Última actualización: 17/09/2011

 

Un Ángel
 
Llegó caminando despacito, con ropa suelta de color gris,
dibujando letras sobre tela, con hilos de colores.
Su rostro sereno y su sonrisa abierta y clara;
su cuerpo presente y suave, apenas dejaba ver su dolor;
su cabeza sin cabello, descubría el resplandor que ella irradiaba.
 
El día que hizo el Milagro, llegó sentada en una silla de ruedas,
con más silencios y con más dolor que otros días.
 
Sucedió en el área de radioterapia de una clínica.

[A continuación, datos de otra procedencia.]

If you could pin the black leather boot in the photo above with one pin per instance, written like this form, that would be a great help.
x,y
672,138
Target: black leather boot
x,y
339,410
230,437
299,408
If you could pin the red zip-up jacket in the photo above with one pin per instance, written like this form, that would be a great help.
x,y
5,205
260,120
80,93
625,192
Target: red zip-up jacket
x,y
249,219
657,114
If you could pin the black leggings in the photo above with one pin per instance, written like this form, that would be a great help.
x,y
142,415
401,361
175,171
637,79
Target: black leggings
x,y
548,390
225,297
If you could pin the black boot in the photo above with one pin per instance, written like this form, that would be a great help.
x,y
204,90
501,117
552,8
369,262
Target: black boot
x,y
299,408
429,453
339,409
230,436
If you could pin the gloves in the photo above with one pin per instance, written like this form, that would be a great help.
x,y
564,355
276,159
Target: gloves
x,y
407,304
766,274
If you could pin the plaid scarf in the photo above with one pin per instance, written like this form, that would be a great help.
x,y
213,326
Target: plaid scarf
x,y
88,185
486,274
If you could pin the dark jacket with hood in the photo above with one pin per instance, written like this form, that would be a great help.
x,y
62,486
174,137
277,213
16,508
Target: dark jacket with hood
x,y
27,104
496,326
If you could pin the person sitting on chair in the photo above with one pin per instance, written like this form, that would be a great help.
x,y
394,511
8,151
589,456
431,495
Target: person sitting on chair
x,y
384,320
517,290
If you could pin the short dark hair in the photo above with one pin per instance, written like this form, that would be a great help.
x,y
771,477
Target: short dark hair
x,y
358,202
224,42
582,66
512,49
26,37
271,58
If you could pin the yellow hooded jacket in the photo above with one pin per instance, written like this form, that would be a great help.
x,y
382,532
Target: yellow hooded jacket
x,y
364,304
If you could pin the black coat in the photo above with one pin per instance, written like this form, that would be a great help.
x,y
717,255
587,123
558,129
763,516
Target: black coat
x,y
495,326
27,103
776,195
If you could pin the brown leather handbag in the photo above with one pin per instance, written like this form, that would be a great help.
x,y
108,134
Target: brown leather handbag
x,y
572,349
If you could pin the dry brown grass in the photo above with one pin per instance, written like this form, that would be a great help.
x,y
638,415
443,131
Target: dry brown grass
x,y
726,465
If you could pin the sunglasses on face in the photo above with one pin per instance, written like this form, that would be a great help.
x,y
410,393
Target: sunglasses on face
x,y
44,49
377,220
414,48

Lo precedió un llanto desesperanzado de mi mamá y nuestra angustia de hijos.
Sentimos que necesitábamos ayuda de alguien, “como de un psicólogo”.
 Alguien que nos ayudara a soportar las desesperaciones de esos momentos.
 
“Lo vamos a buscar”, dijimos.
 
El ángel ya estaba en el cuarto de la terapia
cuando llamaron a mi mamá para que pasara al mismo lugar.
Unos minutos después, sorpresivamente se cortó la luz durante unos segundos.
Una enfermera avisó a quienes estábamos en la sala de espera,
que los procedimientos se retrasarían media hora.
 
Esperamos.
 
Casi una hora después de haber entrado a la terapia,
mi mamá salió radiante y sin lágrimas.
¡Volvieron los ánimos, volvió el agradecimiento por vivir!
 
El ángel hizo el Milagro.
Le habló a mi mamá de su dolor y de su fe, le mostró sus heridas y sus glorias,
le habló de otros ángeles, le recordó que ella también lo era.
 
Sus manos dibujaron letras de colores en el cuerpo de mi mamá
y en los nuestros.
Las letras formaron palabras que luego pudimos leer:
 
Somos ángeles los unos de los otros,
nuestros días están hechos de milagros,
necesitamos volverlos a ver.
 
Y para que la precariedad de la razón no entorpeciera el momento,
el ángel también le contó a mi mamá, que ella era psicóloga.